Dissipative Dynamics of Highly Anisotropic Systems

TL;DR

This paper introduces a novel method for modeling highly anisotropic dissipative systems in 0+1 dimensions, improving the description of their dynamics by reorganizing hydrodynamic expansion around an anisotropic ansatz.

Contribution

It develops a new framework that captures large momentum-space anisotropies and unifies ideal, free streaming, and viscous hydrodynamics limits in a single approach.

Findings

Reproduces ideal hydrodynamics and free streaming limits.

Reduces to Israel-Stewart viscous hydrodynamics when linearized.

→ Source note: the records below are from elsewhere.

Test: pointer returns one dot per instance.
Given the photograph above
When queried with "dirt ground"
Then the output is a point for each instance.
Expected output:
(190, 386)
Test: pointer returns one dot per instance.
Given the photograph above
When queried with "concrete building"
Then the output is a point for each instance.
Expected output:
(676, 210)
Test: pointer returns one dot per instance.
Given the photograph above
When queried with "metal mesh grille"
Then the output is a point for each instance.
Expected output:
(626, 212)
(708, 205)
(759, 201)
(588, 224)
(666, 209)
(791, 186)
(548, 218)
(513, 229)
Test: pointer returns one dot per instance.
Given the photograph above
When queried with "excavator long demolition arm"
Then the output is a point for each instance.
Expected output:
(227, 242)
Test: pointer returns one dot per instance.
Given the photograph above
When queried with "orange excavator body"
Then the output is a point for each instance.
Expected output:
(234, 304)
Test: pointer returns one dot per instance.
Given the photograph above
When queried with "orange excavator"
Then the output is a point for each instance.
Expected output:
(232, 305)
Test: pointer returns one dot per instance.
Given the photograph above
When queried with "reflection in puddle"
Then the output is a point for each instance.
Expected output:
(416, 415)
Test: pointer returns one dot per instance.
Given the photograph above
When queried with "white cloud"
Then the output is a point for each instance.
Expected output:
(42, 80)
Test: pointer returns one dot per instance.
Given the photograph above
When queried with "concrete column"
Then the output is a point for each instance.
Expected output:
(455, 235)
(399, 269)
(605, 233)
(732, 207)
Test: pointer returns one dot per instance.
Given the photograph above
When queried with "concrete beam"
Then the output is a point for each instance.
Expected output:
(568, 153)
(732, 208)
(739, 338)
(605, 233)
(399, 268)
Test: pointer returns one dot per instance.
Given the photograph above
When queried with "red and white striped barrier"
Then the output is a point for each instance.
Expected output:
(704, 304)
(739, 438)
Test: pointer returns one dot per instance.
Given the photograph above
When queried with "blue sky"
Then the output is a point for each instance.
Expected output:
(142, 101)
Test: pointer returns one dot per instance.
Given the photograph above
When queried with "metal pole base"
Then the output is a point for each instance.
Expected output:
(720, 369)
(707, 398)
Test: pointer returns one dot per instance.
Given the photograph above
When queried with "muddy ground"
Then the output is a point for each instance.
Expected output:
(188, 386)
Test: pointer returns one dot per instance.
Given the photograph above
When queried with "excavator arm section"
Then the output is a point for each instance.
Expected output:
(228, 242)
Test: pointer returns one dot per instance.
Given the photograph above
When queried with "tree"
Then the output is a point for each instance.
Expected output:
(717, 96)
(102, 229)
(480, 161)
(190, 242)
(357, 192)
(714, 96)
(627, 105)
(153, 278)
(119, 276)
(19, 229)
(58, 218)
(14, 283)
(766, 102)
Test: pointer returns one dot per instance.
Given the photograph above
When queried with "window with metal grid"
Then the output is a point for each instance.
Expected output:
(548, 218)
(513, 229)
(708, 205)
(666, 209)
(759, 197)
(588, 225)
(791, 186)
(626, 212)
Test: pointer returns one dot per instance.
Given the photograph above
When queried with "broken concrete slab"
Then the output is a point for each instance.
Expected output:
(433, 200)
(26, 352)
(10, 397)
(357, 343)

Provides quantitative comparisons with existing hydrodynamic models.

Abstract

In this paper we present a method to improve the description of 0+1 dimensional boost invariant dissipative dynamics in the presence of large momentum-space anisotropies. We do this by reorganizing the canonical hydrodynamic expansion of the distribution function around a momentum-space anisotropic ansatz rather than an isotropic equilibrium one. At leading order the result obtained is two coupled ordinary differential equations for the momentum-space anisotropy and typical momentum of the degrees of freedom. We show that this framework can reproduce both the ideal hydrodynamic and free streaming limits. Additionally, we demonstrate that when linearized the differential equations reduce to 2nd order Israel-Stewart viscous hydrodynamics. Finally, we make quantitative comparisons of the evolution of the pressure anisotropy within our approach and 2nd order viscous hydrodynamics in both the strong and weak coupling limits.